“Don’t Worry Darling” d’Olivia Wilde : Alice in Victoryland
Olivia Wilde est une féministe convaincue et son second long métrage, Don’t Worry Darling (les paroles lénifiantes d’un mari rassurant son épouse quant à sa propre capacité de gérer leur vie commune) est un véritable brûlot anti-masculinité toxique.
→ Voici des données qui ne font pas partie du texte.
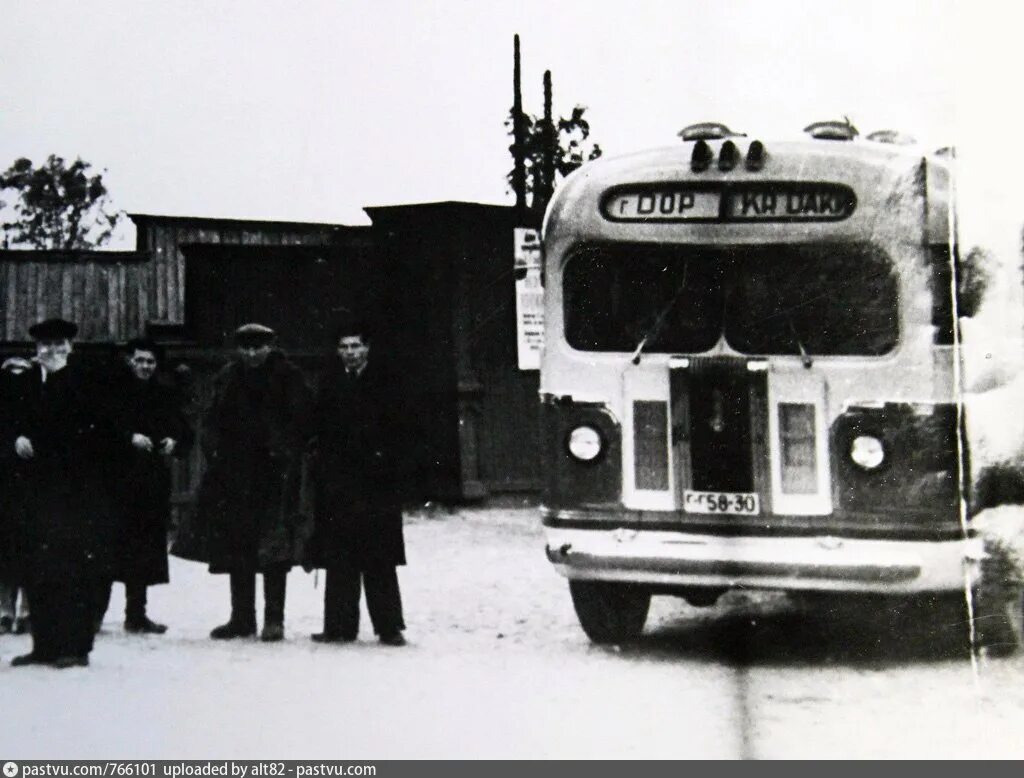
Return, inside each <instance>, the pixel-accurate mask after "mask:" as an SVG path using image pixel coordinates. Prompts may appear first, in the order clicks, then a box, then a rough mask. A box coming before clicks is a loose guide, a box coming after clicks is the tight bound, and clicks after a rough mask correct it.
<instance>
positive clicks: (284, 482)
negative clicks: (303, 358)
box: [195, 325, 311, 641]
mask: <svg viewBox="0 0 1024 778" xmlns="http://www.w3.org/2000/svg"><path fill="white" fill-rule="evenodd" d="M273 338H274V333H273V331H272V330H270V329H269V328H266V327H263V326H261V325H246V326H244V327H242V328H239V330H238V331H237V332H236V343H237V345H238V358H237V359H234V360H232V361H231V362H229V363H228V364H226V365H225V366H224V369H223V370H221V371H220V373H219V374H218V375H217V377H216V379H215V385H214V396H213V402H212V404H211V406H210V409H209V412H208V414H207V415H206V418H205V421H204V425H203V434H204V437H203V449H204V452H205V453H206V457H207V471H206V473H205V475H204V476H203V483H202V485H201V487H200V494H199V500H198V505H197V516H196V518H195V522H196V524H197V526H199V527H200V528H203V529H205V531H206V533H207V544H208V556H209V559H208V561H209V563H210V572H213V573H229V574H230V582H231V617H230V619H229V620H228V621H227V623H225V624H222V625H221V626H218V628H216V629H215V630H214V631H213V632H212V633H210V637H212V638H214V639H215V640H216V639H228V638H238V637H246V636H251V635H254V634H255V632H256V611H255V599H256V573H257V572H260V573H263V594H264V601H265V611H264V619H263V632H262V634H261V638H262V639H263V640H265V641H275V640H281V639H283V638H284V620H285V580H286V575H287V573H288V570H289V568H291V566H292V565H293V564H296V563H297V562H299V561H300V560H299V558H298V557H299V556H300V549H301V548H302V546H303V543H304V538H305V536H306V535H307V534H308V526H307V525H306V523H305V522H304V520H303V517H302V516H301V513H300V506H299V487H300V474H301V465H302V450H303V447H304V443H305V439H304V438H305V430H306V425H307V423H308V412H309V404H310V401H311V397H310V392H309V389H308V387H307V385H306V382H305V379H304V378H303V376H302V373H301V371H300V370H299V369H298V368H297V366H296V365H295V364H294V363H293V362H292V361H290V360H289V359H288V357H287V356H286V355H285V354H284V352H282V351H280V350H276V349H274V348H273V347H272V345H271V344H272V342H273Z"/></svg>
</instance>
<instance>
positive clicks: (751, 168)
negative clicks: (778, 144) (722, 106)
mask: <svg viewBox="0 0 1024 778" xmlns="http://www.w3.org/2000/svg"><path fill="white" fill-rule="evenodd" d="M679 136H680V137H681V138H682V139H683V140H684V141H690V140H692V141H696V142H694V143H693V152H692V154H691V155H690V168H691V169H692V170H693V172H694V173H702V172H703V171H706V170H708V169H710V168H711V166H712V163H714V162H715V149H714V148H712V145H711V143H709V142H708V141H709V140H723V141H724V142H723V143H722V145H721V146H719V149H718V169H719V170H721V171H722V172H723V173H724V172H727V171H729V170H732V169H733V168H735V167H737V166H738V165H739V163H740V162H743V163H744V167H745V168H746V169H748V170H750V171H758V170H761V169H762V168H763V167H764V166H765V159H766V158H767V153H766V152H765V145H764V143H762V142H761V141H760V140H755V141H753V142H752V143H751V144H750V145H749V146H748V147H746V158H745V160H744V159H743V155H742V153H741V152H740V150H739V146H737V145H736V143H735V141H733V140H732V138H741V137H746V136H745V135H744V134H743V133H741V132H733V131H732V130H730V129H729V128H728V127H727V126H726V125H724V124H721V123H720V122H700V123H699V124H691V125H690V126H689V127H685V128H683V130H682V131H681V132H680V133H679Z"/></svg>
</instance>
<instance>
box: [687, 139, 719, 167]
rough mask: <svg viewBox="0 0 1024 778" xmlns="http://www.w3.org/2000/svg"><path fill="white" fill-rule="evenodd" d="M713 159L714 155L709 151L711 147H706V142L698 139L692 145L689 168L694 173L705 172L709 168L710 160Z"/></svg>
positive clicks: (710, 148) (707, 145)
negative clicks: (689, 164)
mask: <svg viewBox="0 0 1024 778" xmlns="http://www.w3.org/2000/svg"><path fill="white" fill-rule="evenodd" d="M714 159H715V153H714V152H712V150H711V146H710V145H708V141H707V140H703V139H700V140H698V141H697V142H696V143H694V144H693V154H692V155H691V156H690V167H691V168H692V169H693V172H694V173H702V172H703V171H706V170H707V169H708V168H710V167H711V163H712V160H714Z"/></svg>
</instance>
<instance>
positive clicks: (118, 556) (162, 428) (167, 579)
mask: <svg viewBox="0 0 1024 778" xmlns="http://www.w3.org/2000/svg"><path fill="white" fill-rule="evenodd" d="M120 388H121V393H120V396H119V398H118V399H119V402H120V413H119V415H118V420H117V421H118V426H119V428H120V429H121V434H122V441H123V444H124V446H125V451H126V455H125V464H124V473H123V476H122V477H120V478H119V486H120V488H119V490H118V498H119V500H118V509H119V510H118V525H119V527H118V529H119V531H118V539H117V545H116V549H115V552H116V558H115V576H114V577H115V579H116V580H123V581H126V582H134V584H144V585H146V586H150V585H153V584H166V582H167V580H168V572H167V532H168V528H169V524H170V515H171V471H170V465H171V460H170V458H169V457H167V456H165V455H163V453H161V452H160V450H159V447H160V441H161V440H163V439H164V438H173V439H174V441H175V443H176V445H175V448H174V451H173V455H172V456H173V457H183V456H184V455H186V453H187V451H188V448H189V446H190V445H191V442H193V432H191V430H190V429H189V427H188V424H187V422H186V421H185V419H184V416H183V415H182V413H181V400H180V396H179V392H178V391H177V389H176V388H175V387H173V386H169V385H167V384H164V383H163V382H162V381H160V378H159V376H154V377H153V378H152V379H151V380H148V381H140V380H139V379H137V378H136V377H135V376H134V375H132V373H131V371H125V372H124V375H123V376H122V377H121V382H120ZM135 433H138V434H141V435H145V436H147V437H148V438H150V439H151V440H152V441H153V445H154V448H153V450H152V451H145V450H142V449H139V448H136V447H135V446H133V445H132V444H131V438H132V435H133V434H135Z"/></svg>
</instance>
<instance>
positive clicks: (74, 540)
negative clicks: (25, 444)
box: [2, 355, 124, 587]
Le résultat de cette audace – clamer haut et fort le refus du désir toujours impérieux des mâles de récupérer leur contrôle sur le couple – est que nombreuses sont les critiques rageuses, voire violentes, de boomers et autres incels à s’abattre sur un film qu’on jugera tour à tour mal écrit, avec un scénario trop simple, mal mis en scène, mal interprété… Soit des jugements d’une mauvaise foi risible sur un film certes imparfait, mais largement au dessus de la moyenne.
Partant de la description visuellement sophistiquée – mais certainement convenue depuis Edwards Scissorhands et Desperate Housewives d’une Amérique banlieusarde aisée – Don’t Worry Darling va creuser le sujet de l’aliénation de la femme prisonnière de son foyer, mais aussi de l’amour qu’elle ressent pour son mari : la folie envahit petit à petit, et, malgré les électrochocs, irrémédiablement, l’existence d’Alice. Mais bien sûr, le fait qu’Alice soit paranoïaque ne signifie pas qu’elle ne soit pas vraiment victime d’un “complot”…
En conjuguant Alice au Pays des Merveilles et The Truman Show, le tout transposé à l’époque de la réalité virtuelle, le scénario de Don’t Worry Darling n’est pas forcément original, mais il est sacrément pertinent : son évidence même – parfois critiquée, donc – reste la meilleure preuve de la clarté de son propos. En nous rappelant que les années 50 – 60, qu’on nous présente comme une sorte d’âge d’or (sous-entendu “avant l’avènement des emm… féministes, LGBT, écologistes, BLM, etc.”), étaient avant tout l’ère de l’oppression de la planète par le mâle blanc, Don’t Worry Darling nous rappelle les mensonges des réactionnaires de tout poil, qui sont toujours là, prêts à tout pour regagner leur pouvoir : si ce n’est pas par la force – la femme idéale est pour eux attachée sur un lit, nous dit Olivia Wilde -, alors c’est par des discours manipulateurs sur le progrès par la science ou la liberté de ne pas suivre la “pensée unique”, comme ceux du répugnant et terrifiant Franck, auquel Chris Pine, dans un registre inhabituel, confère un charme toxique.
En faisant du cercle – symbole de l’enfermement – la figure centrale de sa mise en scène, Wilde est certes parfois trop systématique – certains mouvements de caméra étourdissent – mais démontre une obstination louable : que le cercle soit physique (comme figuré par les ballets des danseuses filmées de haut, ou encore par la topographie de la ville de Victory ) ou symbolique (cette pupille qui se dilate), il est une prison physique ou mentale qui sert les noirs desseins du mâle.
Il faut enfin célébrer encore une fois le talent de Florence Pugh, actrice rare et d’une luminosité étonnante (qui peut rappeler, dans certains plans, celle d’une jeune Bardot), qui transcende nombre de scènes par sa pugnacité et les émotions complexes qu’elle sait dégager. Même si le casting autour d’elle est irrégulier, et que des problèmes – connus et montés en épingle par la presse à sensation – sont survenus au cours du tournage et ont sans doute contaminé certaines scènes (on peut imaginer d’ailleurs que leurs effets ont pu être bénéfiques à la tension malsaine que dégage Don’t Worry Darling), Florence Pugh est une actrice exceptionnelle, qui peut justifier à elle seule le visionnage du film.